Yes, I am a deliquent on my own darn blog. It's just been so insanely busy and I've been going through a lot, hence the subject line.
The big Discovery "I lost it!" taping is quickly approaching and I, for one, will be thrilled when it's over and done with. I will then be sipping mango smoothies and snorkling on the crystal waters of St. Lucia. This whole Discovery show thing has been a process. I was contacted months ago, did a little online interview thingie and then about a month ago was told it was a "go". Which meant one month to get it all together..though at the time I didn't fully comprehend what that "go" entailed. The producer loved the idea of Chaz and I renewing our vows in my dream white dress that I couldn't have imagined myself in at 340 (we got married on the beach and I just couldn't get past the horror of whale jokes). So four weeks to plan a mini scale wedding, on top of planning for 3 days of 9 hour a day taping. On top of a vacation the week after already booked. Stress much? Thankfully, the recurring nightmare has finally stopped...the one where they show up at my door and tell me I'm not skinny enough to be on their show. If I knew then what I know now, would I still have agreed to do it? Yeah.
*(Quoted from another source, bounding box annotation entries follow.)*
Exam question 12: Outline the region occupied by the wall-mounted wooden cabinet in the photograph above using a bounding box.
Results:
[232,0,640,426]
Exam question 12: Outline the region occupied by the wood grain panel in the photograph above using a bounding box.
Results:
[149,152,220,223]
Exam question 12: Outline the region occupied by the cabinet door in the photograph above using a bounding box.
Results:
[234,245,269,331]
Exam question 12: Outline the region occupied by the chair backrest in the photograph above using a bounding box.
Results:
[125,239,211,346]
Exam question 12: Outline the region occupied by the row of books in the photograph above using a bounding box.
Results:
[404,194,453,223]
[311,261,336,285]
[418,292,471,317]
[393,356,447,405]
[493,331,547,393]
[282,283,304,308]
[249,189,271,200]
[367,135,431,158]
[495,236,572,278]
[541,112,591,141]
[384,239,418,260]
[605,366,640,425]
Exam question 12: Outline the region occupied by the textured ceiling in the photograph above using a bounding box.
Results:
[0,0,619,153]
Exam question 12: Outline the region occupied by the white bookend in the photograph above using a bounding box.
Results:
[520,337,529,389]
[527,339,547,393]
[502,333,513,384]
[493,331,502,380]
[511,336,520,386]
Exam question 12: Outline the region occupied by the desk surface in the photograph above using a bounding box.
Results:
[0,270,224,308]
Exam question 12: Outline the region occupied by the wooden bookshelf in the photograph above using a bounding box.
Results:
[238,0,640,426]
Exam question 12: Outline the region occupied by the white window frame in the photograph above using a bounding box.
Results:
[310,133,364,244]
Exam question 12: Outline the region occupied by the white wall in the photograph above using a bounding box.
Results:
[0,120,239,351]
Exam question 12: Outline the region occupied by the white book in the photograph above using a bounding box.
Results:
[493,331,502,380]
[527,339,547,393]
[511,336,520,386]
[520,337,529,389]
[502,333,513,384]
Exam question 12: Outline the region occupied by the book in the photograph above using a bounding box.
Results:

I watched the show and it's tasteful. It moved me listening to these stories of women taking possession of their bodies and transforming themselves. I'm also sick to the teeth of bariatric surgery stories. I'm tired of the media pushing this as the quick fix (?) solution. I'm angry that doctors would allow patients to gain weight in order to qualify for this procedure. And finally I'm saddened that parents think the only hope for their fat kids is to dramatically alter their future by removing portions of their stomachs. If for nothing else, my spot on that show will prove to whoever is watching that it *CAN* be done. Anything is possible. It's not easy, but anyone who tells you this surgery is easy has a bridge in London to offer you as well. My message is twofold:
1)The single most important thing I have ever done in my life and for myself has been losing this weight.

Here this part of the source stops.